Second, the landlord argues that giving her a priority claim would be consistent with congressional intent. With all due respect, there is no legislative history from which to determine congressional intent: the statement of one member of Congress on the floor is not legislative intent. In any case, the best way to determine congressional intent is from the statute. As part of what are commonly referred to as the shopping center amendments, Congress made a number of amendments favorable to landlords. If it had wanted to grant landlords a priority claim for the obligation that it created under § 365(d)(3), it could easily have done so but did not.

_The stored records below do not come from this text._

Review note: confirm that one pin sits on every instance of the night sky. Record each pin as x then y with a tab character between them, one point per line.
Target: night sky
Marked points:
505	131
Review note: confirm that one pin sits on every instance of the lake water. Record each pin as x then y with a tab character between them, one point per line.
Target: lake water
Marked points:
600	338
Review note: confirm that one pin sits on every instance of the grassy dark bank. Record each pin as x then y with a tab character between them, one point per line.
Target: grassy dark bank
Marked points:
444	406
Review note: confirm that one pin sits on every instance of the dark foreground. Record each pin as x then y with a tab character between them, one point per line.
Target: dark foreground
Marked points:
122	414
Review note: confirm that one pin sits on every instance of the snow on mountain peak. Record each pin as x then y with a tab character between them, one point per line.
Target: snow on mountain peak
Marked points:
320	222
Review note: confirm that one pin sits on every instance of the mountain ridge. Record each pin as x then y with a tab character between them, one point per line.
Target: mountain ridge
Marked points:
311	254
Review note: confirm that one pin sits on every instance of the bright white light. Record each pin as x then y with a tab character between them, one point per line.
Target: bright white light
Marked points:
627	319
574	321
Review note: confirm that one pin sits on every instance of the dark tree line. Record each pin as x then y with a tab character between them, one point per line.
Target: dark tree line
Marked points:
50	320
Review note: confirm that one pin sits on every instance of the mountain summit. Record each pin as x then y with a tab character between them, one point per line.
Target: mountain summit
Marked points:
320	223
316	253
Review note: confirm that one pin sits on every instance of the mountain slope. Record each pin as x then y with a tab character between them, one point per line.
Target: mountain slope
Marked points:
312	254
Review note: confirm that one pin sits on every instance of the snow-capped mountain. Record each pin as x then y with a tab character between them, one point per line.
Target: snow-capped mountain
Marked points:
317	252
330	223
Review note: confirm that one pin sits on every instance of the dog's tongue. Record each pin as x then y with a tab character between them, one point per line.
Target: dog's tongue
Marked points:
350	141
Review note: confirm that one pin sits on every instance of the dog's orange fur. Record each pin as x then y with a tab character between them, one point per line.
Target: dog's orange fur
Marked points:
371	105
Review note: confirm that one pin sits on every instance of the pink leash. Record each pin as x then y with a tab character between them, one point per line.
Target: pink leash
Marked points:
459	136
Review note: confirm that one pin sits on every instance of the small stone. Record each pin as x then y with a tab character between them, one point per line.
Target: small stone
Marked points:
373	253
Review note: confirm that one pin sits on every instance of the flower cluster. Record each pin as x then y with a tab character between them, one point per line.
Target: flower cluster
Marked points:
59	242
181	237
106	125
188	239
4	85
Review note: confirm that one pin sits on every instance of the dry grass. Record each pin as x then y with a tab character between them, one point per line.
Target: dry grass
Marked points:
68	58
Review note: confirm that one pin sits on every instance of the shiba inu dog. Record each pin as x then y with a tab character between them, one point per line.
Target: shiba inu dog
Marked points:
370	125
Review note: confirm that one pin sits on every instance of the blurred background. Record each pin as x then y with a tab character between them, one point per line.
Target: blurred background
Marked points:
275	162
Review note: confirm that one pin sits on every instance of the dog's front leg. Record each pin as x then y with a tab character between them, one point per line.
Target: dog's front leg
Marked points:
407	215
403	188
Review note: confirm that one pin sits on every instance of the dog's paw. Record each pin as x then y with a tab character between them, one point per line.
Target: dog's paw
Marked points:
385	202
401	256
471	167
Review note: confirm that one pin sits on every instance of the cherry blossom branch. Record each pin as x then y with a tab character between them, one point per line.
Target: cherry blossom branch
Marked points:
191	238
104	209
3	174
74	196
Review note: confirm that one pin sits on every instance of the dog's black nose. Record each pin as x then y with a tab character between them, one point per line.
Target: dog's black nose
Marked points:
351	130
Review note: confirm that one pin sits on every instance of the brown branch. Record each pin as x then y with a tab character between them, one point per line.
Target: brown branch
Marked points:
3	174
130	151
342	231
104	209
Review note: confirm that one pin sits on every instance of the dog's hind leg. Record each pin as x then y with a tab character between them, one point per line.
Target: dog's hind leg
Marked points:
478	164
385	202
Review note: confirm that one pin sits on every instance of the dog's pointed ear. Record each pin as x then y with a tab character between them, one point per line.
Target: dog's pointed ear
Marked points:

Last, the landlord relies heavily on the last clause of the first sentence of § 365(d)(3): “notwithstanding section 503(b)(1) of this title.” Somehow, the landlord reads this to be an override of § 503. Actually, it is quite to the contrary. It is an acknowledgment that a landlord’s administrative expense claim is limited to the extent that it benefitted or preserved the estate, but requires the payment of full rent and performance of other obligations anyway. In this regard, I agree with the Ninth Circuit Bankruptcy Appellate Panel when it said “in our view, the language of § 365(d)(3), ‘notwithstanding § 503(b)(1)’ means that notwithstanding the administrative or nonadministrative status of a claim by a lessor, the bankruptcy court must order its payment pending assumption or rejection. It does not mean that the necessity for showing the reasonableness of the rent or any of the other factors considered under § 503(b)(1)(A) has been completely abrogated.” Great Western Sav, Bank v. Orvco, Inc. (In re Orvco, Inc.), 95 B.R. 724 (9th Cir. BAP 1989). I realize that the bankruptcy appellate panel’s opinion in Orvco has been overruled by the Ninth Circuit Court of Appeals, Towers v. Chickering & Gregorgy (In re Pacific-Atlantic Trading Co.), 27 F.3d 401 (9th Cir.1994). However, that means only that Orvco is not the law in the Ninth Circuit, not that it was wrong. The Ninth Circuit said “the granting of administrative priority for this period is consistent with the intent of section 365(d)(3) and necessary to carry out its objectives.” Id. at 405. As noted, there is no way of knowing the intent of § 365(d)(3) other than reading it nor, as we have seen, is it necessary to carry out its objectives. Congress apparently wants shopping center lessees to pay for ongoing services that the shopping center was required to provide lessees. That goal is not necessarily advanced by giving the landlord a large after-the-fact priority claim.
So, what is the landlord’s administrative expense claim? It is not the per diem computation that was done by the bankruptcy court. The administrative expense claim must be determined under the standards of § 503(b)(1). In making that determination, the Eighth Circuit has acknowledged that, while contractually rent might be payable in equal payments over a certain period of time, the value of the property to the estate may differ over time. This is especially true in farm cases. Under the Eighth Circuit’s opinion in Wedemeier, the bankruptcy court should have determined the reasonable rental rate of the property from the date that the case was filed until the lease was rejected. Wedemeier, 237 F.3d 938.